Smartphones now include onboard sensors for direct measurement of environmental conditions such as barometric pressure, ambient temperature, and relative humidity. Other sensors such as the accelerometer, light sensor, camera, and microphone can be used to estimate additional surface weather conditions such as precipitation, wind speed, and wind direction. These sensors can also be used to estimate essential operational conditions on land and at sea such as mobility, visibility, and wave modes. Collection, assimilation, and distribution of such real-time observations from a broadly distributed and spatially dense network of mobile devices would lead to improved awareness of current weather conditions, improvement of maps of current and future conditions, data assimilation of numerical weather forecasts, and more accurate forecasting at regional, national, and global scales. However, measurement and collection of these observations should require minimal user interaction and not interfere with the primary intended uses of the mobile device.

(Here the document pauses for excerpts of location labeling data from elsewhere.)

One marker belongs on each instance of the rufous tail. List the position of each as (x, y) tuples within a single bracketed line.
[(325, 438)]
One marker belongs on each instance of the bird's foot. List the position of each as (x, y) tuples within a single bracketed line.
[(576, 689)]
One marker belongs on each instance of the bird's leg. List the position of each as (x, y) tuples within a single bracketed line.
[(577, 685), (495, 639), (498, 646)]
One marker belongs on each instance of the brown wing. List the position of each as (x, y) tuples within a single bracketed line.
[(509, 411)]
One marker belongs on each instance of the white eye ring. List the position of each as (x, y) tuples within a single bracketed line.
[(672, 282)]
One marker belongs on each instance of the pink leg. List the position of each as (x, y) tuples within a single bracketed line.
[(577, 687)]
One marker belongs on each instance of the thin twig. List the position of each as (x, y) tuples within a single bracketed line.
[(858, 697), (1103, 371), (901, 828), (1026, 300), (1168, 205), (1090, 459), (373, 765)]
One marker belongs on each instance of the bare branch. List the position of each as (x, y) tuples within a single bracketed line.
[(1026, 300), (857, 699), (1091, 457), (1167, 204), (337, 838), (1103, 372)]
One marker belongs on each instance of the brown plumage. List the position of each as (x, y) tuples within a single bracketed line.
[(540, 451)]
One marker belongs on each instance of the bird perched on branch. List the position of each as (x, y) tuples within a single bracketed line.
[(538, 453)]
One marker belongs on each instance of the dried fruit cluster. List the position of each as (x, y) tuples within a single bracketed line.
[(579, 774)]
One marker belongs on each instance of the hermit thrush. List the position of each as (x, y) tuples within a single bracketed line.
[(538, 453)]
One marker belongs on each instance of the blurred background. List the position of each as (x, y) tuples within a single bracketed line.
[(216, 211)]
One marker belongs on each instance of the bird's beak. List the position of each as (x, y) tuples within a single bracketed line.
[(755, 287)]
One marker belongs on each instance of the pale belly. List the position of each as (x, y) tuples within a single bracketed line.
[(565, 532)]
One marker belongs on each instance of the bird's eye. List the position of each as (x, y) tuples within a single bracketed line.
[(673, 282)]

This paper will review the preliminary development of a mobile-based software framework (WeatherCitizen) for collecting crowd-sourced environmental observations on land and sea. The application enables the collection of crowd-sourced environmental observations through different modes of operation, including automated polling of available weather sensors, manual entry of standardized observations, and semi-automated collection of audio and video. Observations are uploaded to a geospatially aware cloud database and can optionally be published to a user’s social media feed for wider dissemination. The cloud database aggregates user observations and sources ground truth observations from other open weather APIs. The cloud database serves each data set via a flexible and robust web application programming interface (API). The API is demonstrated in a queryable map-based visualization showing geographically distributed mobile device data alongside weather observations from other sources.

We will describe several methods for estimation of weather conditions based on this data, including prior published approaches by others in this area. We then assess different data reduction strategies such as crowd-sourcing, machine learning, and physics-based modeling to validate and filter the disparate data sources. We then provide a live demonstration of our prototype smartphone-based application interfaced to our prototype cloud server. Finally, we discuss our preliminary experience utilizing this information, including data assimilation for improved regional weather forecasting on land and sea, and crowd-sourced situational awareness of weather and terrain conditions in the battlespace using soldier-worn mobile devices.